De bezuinigingen 5 (Crisis)


De laatste dagen gaat het weer wat beter. Niet dat ik er overheen ben, nee dat zeker niet.
Maar ik ben niet meer zo boos, als in de eerste dagen. Ik heb het geaccepteerd en ik heb me voorgenomen om er het beste van te gaan maken.
Mijn collega’s gedragen zich ook weer redelijk normaal en proberen me te steunen, maar vooral te begrijpen. Maar er hangen nog steeds donkere wolken boven onze school. Want naast het schrappen van mijn baan is er van hogerhand een nieuwe opdracht gekomen. Het aantal klassen moet met twee worden teruggebracht. De oudere collega’s voelen de bedreiging. En het heeft dan ook niet lang geduurd voordat de onzekerheid zich meester maakte van de sfeer in de lerarenkamer.
Onze directeur zie ik met de dag ouder worden. Hij sjokt met gebogen hoofd door de gangen en het lijkt of hij een zware last met zich meedraagt.
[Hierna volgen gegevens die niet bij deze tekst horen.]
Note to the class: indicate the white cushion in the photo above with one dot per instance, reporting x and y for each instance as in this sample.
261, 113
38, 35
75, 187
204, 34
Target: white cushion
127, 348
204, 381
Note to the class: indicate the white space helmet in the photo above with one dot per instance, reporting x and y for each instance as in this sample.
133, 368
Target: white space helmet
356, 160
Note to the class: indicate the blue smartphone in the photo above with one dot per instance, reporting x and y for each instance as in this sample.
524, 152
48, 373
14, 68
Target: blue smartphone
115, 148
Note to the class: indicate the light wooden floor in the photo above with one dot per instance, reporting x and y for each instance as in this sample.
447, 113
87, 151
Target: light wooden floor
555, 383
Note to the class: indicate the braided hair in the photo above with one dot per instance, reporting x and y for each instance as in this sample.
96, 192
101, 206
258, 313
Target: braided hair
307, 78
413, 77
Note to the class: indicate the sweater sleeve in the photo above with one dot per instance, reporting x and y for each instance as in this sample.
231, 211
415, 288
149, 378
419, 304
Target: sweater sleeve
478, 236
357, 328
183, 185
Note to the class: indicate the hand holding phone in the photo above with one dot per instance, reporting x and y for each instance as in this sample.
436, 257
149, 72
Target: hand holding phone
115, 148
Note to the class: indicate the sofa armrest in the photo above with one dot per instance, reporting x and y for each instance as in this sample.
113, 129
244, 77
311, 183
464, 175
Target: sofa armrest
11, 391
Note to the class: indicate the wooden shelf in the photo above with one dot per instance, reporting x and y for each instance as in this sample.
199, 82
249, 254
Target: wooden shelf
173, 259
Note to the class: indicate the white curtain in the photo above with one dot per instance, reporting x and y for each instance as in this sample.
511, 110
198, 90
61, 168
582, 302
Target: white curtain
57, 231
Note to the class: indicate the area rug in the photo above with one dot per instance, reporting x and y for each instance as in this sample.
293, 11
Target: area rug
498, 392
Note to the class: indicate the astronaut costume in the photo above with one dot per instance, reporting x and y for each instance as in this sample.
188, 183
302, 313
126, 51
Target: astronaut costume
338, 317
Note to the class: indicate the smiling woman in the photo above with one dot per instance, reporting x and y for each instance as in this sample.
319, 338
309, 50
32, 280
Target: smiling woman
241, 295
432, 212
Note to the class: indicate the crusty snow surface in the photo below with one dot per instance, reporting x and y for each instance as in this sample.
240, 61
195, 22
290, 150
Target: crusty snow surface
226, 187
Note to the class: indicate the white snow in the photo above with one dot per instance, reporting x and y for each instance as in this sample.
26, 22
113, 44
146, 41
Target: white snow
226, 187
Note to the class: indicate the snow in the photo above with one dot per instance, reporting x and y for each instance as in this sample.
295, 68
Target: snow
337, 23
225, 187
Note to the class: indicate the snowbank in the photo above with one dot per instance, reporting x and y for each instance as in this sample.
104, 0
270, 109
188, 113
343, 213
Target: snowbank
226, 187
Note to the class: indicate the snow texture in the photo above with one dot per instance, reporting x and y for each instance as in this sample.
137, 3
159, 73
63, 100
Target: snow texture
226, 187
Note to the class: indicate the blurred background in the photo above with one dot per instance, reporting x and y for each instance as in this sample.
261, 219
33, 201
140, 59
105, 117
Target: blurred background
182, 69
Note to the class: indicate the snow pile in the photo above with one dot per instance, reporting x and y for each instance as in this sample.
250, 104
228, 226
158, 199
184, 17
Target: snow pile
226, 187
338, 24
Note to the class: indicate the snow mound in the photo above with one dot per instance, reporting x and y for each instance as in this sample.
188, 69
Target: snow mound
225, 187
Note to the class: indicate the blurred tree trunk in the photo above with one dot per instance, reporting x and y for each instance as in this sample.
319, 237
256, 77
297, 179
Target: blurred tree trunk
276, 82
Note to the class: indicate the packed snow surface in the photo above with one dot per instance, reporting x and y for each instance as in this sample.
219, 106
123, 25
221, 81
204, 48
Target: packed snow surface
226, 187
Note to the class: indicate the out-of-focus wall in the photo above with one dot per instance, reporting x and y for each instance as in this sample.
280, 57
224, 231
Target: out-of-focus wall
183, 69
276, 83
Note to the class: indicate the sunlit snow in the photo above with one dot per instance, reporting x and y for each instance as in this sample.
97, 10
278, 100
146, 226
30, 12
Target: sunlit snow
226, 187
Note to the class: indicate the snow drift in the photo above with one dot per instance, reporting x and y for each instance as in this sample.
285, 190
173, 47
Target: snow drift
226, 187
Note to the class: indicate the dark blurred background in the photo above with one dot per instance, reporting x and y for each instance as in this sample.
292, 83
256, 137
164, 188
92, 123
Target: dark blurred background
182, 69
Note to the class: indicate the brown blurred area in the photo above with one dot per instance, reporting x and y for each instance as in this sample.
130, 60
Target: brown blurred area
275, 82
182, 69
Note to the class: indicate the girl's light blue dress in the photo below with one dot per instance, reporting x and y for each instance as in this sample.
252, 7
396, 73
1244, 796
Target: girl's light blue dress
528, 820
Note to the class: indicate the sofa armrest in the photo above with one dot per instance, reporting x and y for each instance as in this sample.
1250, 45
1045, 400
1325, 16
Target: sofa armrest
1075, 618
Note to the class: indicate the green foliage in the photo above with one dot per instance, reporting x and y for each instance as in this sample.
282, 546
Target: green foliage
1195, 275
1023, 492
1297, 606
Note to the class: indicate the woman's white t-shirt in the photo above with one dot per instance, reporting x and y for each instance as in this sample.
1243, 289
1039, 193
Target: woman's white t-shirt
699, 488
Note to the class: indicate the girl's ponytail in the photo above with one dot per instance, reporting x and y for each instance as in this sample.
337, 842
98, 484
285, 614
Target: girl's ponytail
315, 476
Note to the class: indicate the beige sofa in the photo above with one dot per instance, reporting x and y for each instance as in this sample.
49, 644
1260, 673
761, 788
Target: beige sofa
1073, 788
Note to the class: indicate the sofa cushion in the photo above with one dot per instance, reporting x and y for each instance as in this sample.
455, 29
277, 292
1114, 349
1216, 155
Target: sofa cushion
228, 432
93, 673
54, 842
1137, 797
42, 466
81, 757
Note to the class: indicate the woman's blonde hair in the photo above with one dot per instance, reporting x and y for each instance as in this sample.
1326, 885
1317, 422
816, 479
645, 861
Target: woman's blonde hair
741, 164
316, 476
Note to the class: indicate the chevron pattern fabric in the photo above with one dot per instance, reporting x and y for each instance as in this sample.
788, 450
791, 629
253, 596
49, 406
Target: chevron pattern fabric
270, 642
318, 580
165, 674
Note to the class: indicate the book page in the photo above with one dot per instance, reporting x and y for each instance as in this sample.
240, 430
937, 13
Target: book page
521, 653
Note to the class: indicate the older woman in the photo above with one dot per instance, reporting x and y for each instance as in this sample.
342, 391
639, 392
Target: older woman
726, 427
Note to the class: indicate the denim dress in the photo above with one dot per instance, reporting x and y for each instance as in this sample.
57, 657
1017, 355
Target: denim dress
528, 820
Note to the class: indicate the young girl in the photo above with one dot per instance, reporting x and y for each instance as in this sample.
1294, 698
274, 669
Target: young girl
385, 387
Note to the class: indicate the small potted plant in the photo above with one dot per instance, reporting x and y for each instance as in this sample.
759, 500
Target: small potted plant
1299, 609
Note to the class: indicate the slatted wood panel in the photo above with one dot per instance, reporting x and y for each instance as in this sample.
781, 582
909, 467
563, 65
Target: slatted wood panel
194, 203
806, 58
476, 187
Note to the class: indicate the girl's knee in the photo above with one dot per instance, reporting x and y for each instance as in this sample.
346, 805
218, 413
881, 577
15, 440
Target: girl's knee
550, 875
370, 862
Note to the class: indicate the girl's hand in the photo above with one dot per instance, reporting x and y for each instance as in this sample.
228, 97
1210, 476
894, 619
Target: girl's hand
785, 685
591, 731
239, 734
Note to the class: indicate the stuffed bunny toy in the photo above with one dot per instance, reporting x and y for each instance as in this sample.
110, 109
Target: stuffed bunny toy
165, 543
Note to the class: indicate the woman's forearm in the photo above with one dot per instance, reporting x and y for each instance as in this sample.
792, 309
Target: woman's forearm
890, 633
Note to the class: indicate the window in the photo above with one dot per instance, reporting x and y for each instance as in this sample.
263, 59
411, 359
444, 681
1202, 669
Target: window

Het wekt bijna medelijden op.

Het is vrijdagmiddag. We zijn gevraagd om een uurtje na te blijven. Niet voor straf, maar onze directeur wil een en ander met ons bespreken.
Nadat er koffie is geserveerd, ik heb de koffiekopjes klaar gezet en juffrouw
Derksen heeft de kopjes gevuld, en nadat iedereen zonder veel woorden is gaan zitten, neemt onze directeur het woord.
‘Beste mensen… het zijn barre tijden. Er komt geen einde aan de drang om te bezuinigen. Ik begrijp enerzijds wel dat er iets moet gebeuren, maar van de andere kant moet dit wel op een verantwoorde en vooral op een eerlijke en doordachte manier gebeuren. Er wordt te gemakkelijk voorbij gegaan aan het feit dat we hiermee mensen beschadigen, maar zeker ook aan de manier waarop wij onze toekomst, onze kinderen opzadelen met iets wat eigenlijk niemand wil. Het deels ontnemen van gedegen onderwijs…of moet ik zeggen het deels ontnemen van een gedegen toekomst. Ik weet het niet. Ik ben nu bijna twee en vijftig. Ik heb ruim vijf en twintig jaar mijn bijdrage aan de educatie van onze toekomst, onze kinderen geleverd.’
Hij zucht diep en het lijkt er op dat hij hiermee een aanloop neemt om de volgende horde te nemen.
‘Zoals jullie weten hebben mijn vrouw en ik geen kinderen. Dat is ook van doorslag geweest voor mijn of liever onze beslissing. Beste mensen…’ er klinkt weer een diepe zucht en hij drinkt een slok van zijn inmiddels lauwe, misschien wel koude koffie. Hij kijkt strak voor zich uit.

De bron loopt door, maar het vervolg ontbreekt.